1. I need to find the solution set for |(3x+2)/(x+3)|>3. 3. When I solve the inequality (3x+2)/(x+3)>3, I get 2>9 which is clearly false. When I solve the inequality (3x+2)/(x+3)> -3, I come with the solution set (-inf. -11/6). My teacher is saying that there the solutotion set is (-inf. -3)U(-3, -11/6). I just can't figure out how to get to that solution. I can't figure out where that -3 is coming from.
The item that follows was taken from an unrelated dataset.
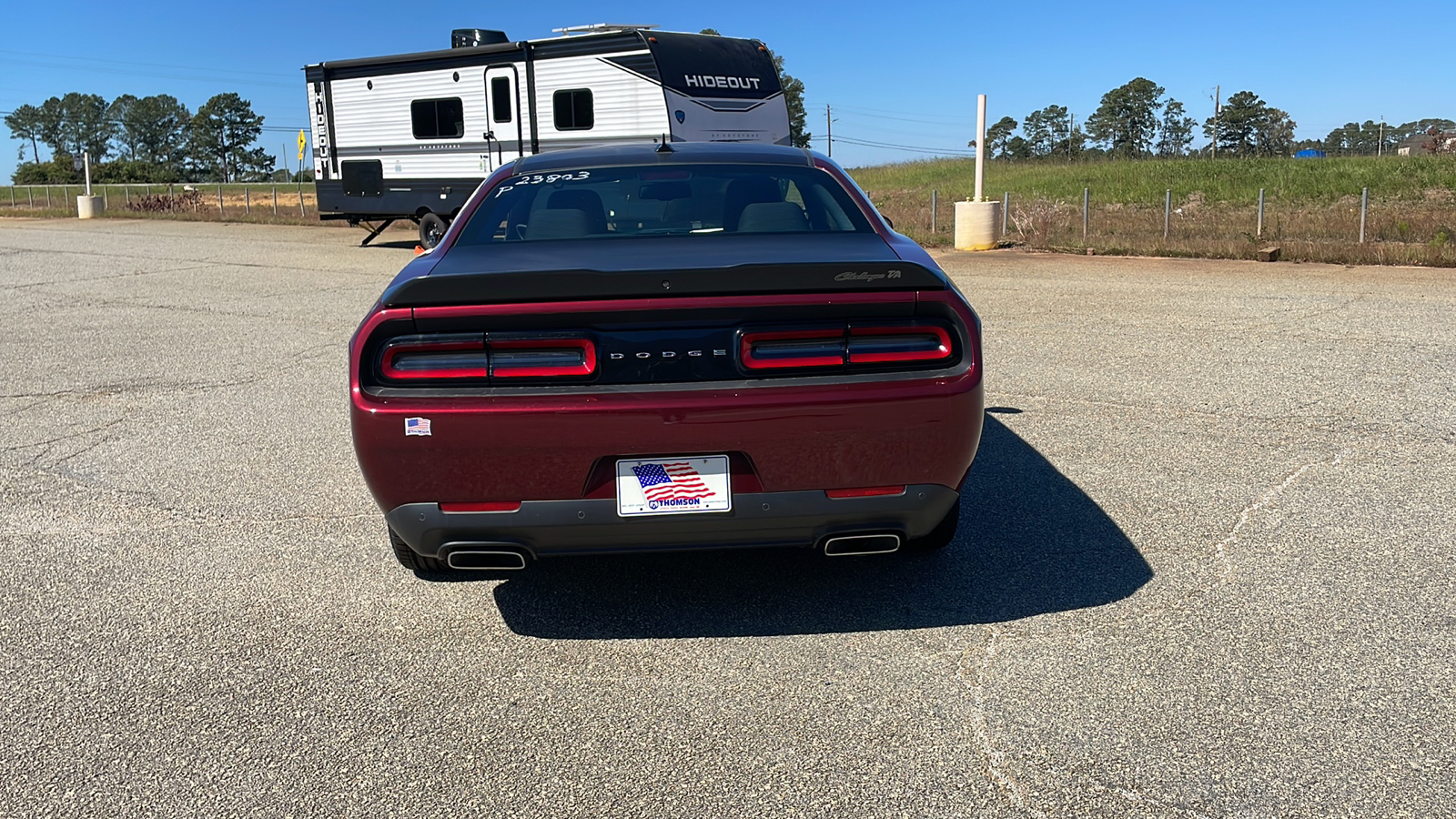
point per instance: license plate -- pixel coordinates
(673, 486)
In his sparse notes on my assignment, he says there are two subcases for each of the two cases in number 1. Those are when x < -3 and when x > -3. I just cant' figure out how to use these cases.
The first step for solving [tex] |X| > a [/tex], for any expression X and number a, is to eliminate the absolute values with this: [tex] X < -a \text{ or } X > a [/tex] If you need to solve an inequality like (this is entirely made up for illustration) [tex] \frac x {x+1} > 5 [/tex] your first steps should be [tex] \begin{align*} \frac x {x+1} - 5 & > 0 \\ \frac x {x+1} - \frac{5(x+1)}{x+1} & > 0 \\ \frac{x - (5x+5)}{x+1} & > 0 \\ \frac{-4x - 5}{x+1} & > 0 \\ \frac{(-1)(4x+5)}{x+1} & > 0\\ \frac{4x+5}{x+1} & < 0 \end{align*} [/tex] I passed from the next-to-last to the last line by multiplying by (-1). These steps let you avoid the all-to-common problem of multiplying both sides of an inequality by a variable term when you don't know whether it's positive or negative.
Thanks for that setup. I will remember it for future use. I have also been completely overlooking that (3x+2)/(x+3) is undefined when x = -3. So that is how I get (-inf. -3)U(-3, -11/6) instead of just (-inf. -11/6).